Member of the Nova Scotia House of Assembly for Antigonish County
- In office January 16, 1913 – June 19, 1916

Personal details
- Born: August 12, 1866 Antigonish, Nova Scotia
- Died: May 7, 1935 (aged 68) Antigonish, Nova Scotia
- Party: Liberal Conservative
- Spouse: Ellen McIntosh
- Alma mater: St. Francis Xavier University
- Occupation: merchant, lumberman, politician

= John Sarsfield O'Brien =

Canadian politician from Nova Scotia (1866–1935)

John Sarsfield O'Brien (August 12, 1866 – May 7, 1935) was a general merchant, lumberman, commercial traveller, and political figure in Nova Scotia, Canada. He represented Antigonish County in the Nova Scotia House of Assembly from 1913 to 1916 as a Liberal Conservative member.
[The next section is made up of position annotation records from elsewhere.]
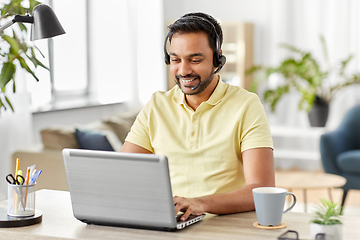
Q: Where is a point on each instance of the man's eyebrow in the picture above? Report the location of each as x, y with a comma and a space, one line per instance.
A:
191, 55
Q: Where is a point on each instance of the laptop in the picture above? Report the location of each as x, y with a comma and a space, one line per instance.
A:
122, 189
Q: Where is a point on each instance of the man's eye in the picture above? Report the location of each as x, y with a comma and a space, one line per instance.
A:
196, 60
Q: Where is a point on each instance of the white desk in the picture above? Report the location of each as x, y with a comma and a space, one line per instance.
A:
59, 223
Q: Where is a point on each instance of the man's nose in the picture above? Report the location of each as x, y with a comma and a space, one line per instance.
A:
184, 69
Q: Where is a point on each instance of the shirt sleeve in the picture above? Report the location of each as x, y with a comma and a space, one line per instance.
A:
255, 130
140, 133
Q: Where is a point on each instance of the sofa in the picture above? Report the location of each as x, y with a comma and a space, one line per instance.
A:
340, 151
106, 134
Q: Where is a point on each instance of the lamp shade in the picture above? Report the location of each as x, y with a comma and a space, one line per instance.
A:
46, 24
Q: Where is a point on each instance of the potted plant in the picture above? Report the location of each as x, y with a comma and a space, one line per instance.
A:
327, 221
16, 51
304, 74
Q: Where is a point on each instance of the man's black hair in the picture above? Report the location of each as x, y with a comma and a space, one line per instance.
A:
191, 23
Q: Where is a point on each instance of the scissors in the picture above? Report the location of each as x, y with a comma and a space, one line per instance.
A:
19, 180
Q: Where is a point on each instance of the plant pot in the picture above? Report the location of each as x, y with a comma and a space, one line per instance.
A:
332, 232
319, 113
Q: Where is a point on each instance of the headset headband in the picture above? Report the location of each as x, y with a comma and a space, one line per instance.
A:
218, 59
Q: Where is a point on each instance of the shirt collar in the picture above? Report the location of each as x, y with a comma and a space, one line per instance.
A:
215, 98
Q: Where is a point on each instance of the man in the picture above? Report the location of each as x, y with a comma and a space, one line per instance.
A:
215, 135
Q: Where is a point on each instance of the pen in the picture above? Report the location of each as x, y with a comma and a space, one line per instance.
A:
36, 175
27, 183
16, 197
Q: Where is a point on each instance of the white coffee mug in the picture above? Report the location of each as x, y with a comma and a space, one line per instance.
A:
269, 205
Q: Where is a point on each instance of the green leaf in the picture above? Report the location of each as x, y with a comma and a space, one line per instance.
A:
2, 105
14, 86
7, 73
22, 27
33, 3
9, 103
14, 47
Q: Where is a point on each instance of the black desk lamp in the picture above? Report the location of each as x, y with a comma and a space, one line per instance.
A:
44, 20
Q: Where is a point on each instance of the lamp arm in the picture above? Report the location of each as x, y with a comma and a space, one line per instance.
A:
18, 18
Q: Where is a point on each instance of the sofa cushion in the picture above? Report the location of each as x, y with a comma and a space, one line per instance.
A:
349, 161
97, 140
122, 123
59, 137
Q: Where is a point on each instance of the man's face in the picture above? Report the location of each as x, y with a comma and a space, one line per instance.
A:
191, 61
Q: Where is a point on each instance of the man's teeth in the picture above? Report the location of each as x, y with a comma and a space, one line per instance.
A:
186, 81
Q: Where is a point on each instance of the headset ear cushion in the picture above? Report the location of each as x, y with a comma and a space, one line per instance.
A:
167, 59
219, 60
222, 60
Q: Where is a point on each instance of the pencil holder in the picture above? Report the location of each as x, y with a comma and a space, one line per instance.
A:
21, 200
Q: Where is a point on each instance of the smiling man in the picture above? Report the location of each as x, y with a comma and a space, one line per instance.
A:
215, 136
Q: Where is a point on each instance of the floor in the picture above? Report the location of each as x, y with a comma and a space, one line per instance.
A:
351, 208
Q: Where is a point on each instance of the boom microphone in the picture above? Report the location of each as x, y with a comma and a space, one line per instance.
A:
197, 85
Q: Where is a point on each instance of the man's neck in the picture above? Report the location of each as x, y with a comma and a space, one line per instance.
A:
194, 101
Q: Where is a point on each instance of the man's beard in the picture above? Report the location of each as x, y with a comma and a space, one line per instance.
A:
200, 88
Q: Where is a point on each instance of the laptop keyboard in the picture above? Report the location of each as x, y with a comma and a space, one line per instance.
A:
190, 220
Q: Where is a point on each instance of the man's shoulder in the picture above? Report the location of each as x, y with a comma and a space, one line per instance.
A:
164, 97
239, 92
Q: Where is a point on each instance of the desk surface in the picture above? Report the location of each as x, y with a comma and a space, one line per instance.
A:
59, 223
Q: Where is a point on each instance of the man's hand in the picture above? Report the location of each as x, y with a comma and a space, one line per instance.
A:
188, 206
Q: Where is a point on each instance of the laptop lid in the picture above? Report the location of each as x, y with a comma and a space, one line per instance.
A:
124, 189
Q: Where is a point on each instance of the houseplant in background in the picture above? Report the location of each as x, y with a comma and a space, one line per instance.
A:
304, 74
327, 221
15, 50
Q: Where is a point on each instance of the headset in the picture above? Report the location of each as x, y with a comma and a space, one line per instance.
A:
219, 60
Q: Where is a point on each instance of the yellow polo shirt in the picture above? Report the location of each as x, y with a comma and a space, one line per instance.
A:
203, 147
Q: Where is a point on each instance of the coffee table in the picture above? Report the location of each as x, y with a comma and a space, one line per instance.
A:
308, 180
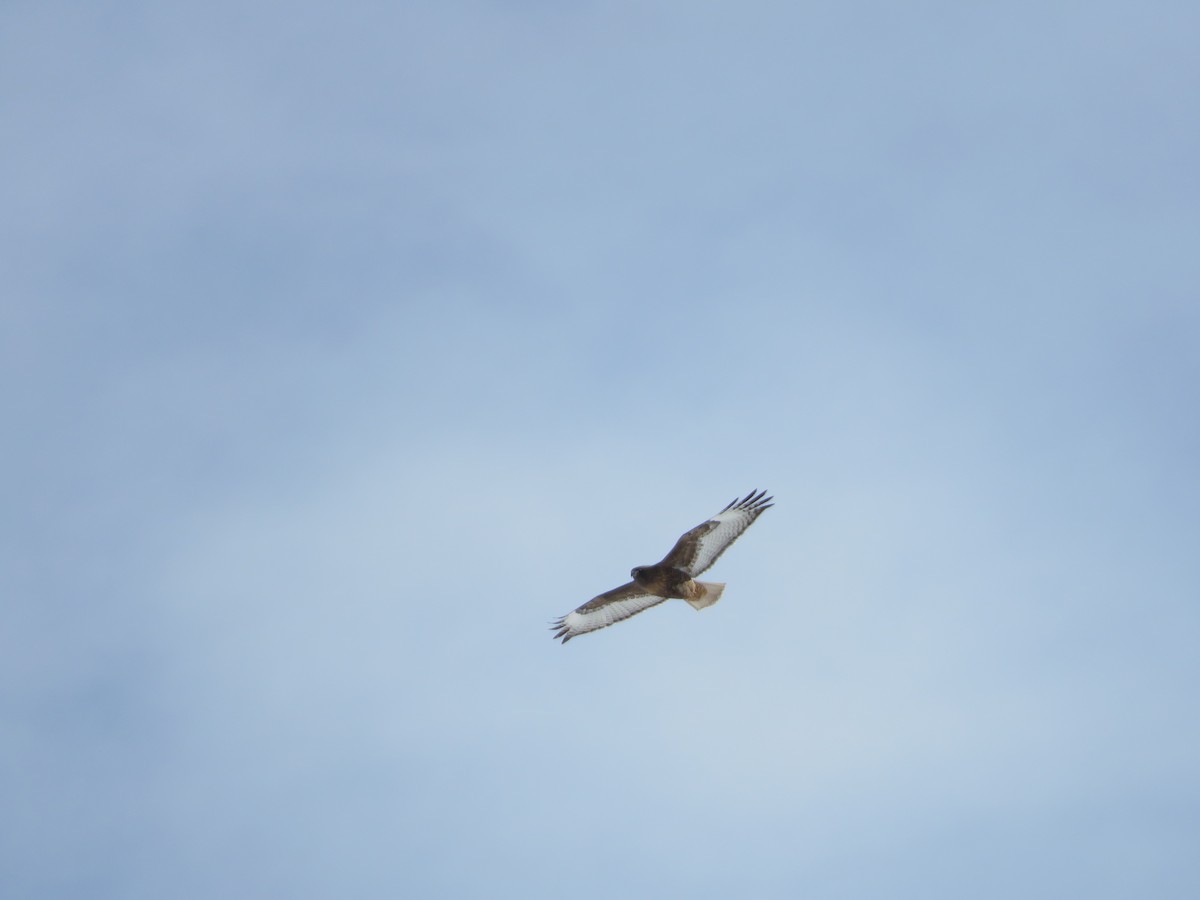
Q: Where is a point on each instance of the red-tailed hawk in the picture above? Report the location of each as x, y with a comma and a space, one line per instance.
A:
673, 577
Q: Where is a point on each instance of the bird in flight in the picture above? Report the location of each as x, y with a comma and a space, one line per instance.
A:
675, 576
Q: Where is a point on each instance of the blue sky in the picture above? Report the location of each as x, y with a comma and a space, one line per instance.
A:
345, 347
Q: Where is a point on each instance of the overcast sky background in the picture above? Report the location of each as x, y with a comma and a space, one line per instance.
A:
346, 346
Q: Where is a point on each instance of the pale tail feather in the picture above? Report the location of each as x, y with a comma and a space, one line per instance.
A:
711, 595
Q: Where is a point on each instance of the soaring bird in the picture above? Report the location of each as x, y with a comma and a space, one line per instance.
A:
675, 576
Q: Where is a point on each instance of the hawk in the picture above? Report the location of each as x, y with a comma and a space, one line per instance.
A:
673, 577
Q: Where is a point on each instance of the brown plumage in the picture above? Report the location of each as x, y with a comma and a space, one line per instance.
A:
673, 576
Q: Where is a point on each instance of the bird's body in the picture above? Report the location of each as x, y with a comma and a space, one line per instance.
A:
673, 576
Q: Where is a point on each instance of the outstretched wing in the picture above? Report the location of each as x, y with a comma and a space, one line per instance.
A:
700, 547
605, 610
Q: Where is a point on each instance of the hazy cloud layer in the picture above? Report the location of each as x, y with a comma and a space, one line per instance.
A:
346, 347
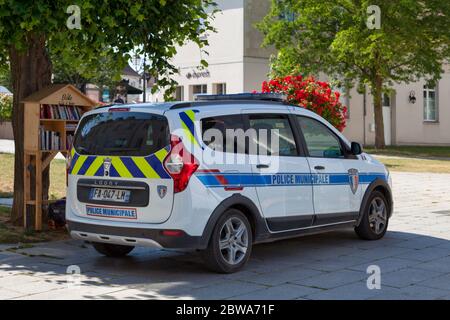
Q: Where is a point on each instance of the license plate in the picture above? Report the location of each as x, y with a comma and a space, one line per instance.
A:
114, 195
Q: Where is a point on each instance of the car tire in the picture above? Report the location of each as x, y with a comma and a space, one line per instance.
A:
112, 250
375, 218
230, 245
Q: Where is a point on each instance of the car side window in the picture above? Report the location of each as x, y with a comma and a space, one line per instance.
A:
320, 141
268, 127
216, 137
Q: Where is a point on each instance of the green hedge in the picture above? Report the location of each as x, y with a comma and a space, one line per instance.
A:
5, 107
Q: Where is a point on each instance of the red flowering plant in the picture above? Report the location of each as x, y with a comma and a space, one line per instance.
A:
311, 94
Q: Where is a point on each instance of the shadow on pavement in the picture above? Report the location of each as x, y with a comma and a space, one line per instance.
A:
312, 267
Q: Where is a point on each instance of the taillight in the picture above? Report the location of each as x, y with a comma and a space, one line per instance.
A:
180, 164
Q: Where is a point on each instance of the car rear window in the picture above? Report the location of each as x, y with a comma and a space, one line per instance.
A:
122, 134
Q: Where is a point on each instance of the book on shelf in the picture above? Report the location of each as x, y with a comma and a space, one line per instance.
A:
71, 127
60, 112
49, 140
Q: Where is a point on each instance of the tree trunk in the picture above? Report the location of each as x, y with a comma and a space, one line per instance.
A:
31, 70
377, 92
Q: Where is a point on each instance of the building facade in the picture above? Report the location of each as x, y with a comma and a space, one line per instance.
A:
413, 115
237, 63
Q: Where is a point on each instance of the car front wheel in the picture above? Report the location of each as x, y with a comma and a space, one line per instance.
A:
230, 245
375, 219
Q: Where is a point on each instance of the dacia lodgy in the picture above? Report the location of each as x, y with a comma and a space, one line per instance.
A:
219, 175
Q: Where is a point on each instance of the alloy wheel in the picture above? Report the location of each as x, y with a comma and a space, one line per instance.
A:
233, 242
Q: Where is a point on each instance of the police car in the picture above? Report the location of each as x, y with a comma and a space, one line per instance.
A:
219, 175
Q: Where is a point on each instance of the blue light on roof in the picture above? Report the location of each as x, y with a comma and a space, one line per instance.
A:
242, 96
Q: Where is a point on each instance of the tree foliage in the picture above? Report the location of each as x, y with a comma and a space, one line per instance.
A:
332, 36
311, 94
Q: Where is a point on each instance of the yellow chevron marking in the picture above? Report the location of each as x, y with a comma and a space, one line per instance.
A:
120, 167
98, 162
191, 115
146, 168
78, 164
161, 154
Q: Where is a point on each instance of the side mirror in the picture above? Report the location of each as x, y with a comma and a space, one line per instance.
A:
356, 148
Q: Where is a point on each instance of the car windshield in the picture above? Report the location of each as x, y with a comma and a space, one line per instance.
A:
122, 134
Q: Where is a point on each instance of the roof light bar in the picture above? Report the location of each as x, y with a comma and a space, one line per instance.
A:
242, 96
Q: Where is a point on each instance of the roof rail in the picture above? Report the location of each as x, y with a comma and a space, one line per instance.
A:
276, 97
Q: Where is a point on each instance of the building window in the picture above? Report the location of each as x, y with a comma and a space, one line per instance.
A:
200, 89
430, 112
220, 88
179, 94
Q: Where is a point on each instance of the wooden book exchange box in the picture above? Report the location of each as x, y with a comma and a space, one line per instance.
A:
50, 119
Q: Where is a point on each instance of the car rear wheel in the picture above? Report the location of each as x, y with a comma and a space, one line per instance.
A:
112, 250
230, 245
375, 218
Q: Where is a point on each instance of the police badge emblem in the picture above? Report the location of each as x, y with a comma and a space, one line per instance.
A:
353, 176
162, 191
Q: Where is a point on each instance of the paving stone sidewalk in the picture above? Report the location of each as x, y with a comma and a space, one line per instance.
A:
414, 258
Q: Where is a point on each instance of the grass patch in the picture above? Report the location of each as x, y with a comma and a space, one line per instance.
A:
416, 165
411, 151
57, 177
10, 234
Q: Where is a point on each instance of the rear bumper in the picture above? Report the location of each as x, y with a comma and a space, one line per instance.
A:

O'Brien was born in 1866 at Antigonish, Nova Scotia to James O'Brien and Alice Grant. He was educated at St. Francis Xavier University and married Ellen McIntosh on September 28, 1893. He served as a councillor for the Town of Antigonish for four years and as mayor from 1903 to 1904 and again from 1919 to 1920. O'Brien died in 1935 at Antigonish.

He was elected in a by-election on January 16, 1913, but was unsuccessful in the 1916 Nova Scotia general election.